Once attacked for its lack of “risk-taking”, the National has made some bold choices under Sir Nicholas, a trend Mr Norris intends to maintain. He says he “pulls ideas from wherever I can”, whether puppetry, dance or audio-visual input.

“Theatre in its essence is a celebration of an imaginative relationship between an audience and a story being told by actors. The more interesting and exciting ways those stories can be told the better,” he said.

Mr Norris says he will be “more collegiate” than Sir Nicholas, partly because he does not have “anywhere near the classical knowledge that Nick has”. But he adds: “If you’ve got ten people in the room that’s ten brains, ten creative resources.”

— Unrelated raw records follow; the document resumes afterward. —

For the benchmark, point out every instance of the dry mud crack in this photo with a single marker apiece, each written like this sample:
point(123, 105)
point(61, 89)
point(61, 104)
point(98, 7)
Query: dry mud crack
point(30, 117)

Music has often played a central role in his productions. This year’s production of The Amen Corner by James Baldwin, described by the Financial Times as a “joyous, music-soaked production”, followed Cabaret in 2006, and Dr Dee, a 2011 opera collaboration with Damian Albarn, the musician.

In fact his love of music predates his involvement with the theatre. Before he became an actor, Mr Norris played violin in pit orchestras in the Midlands, and later guitar or keyboard in a series of bands, while earning money by busking on the streets.

He is a firm believer in the combined power of music and theatre. “Music can get to you emotionally. It bypasses the intellect entirely.”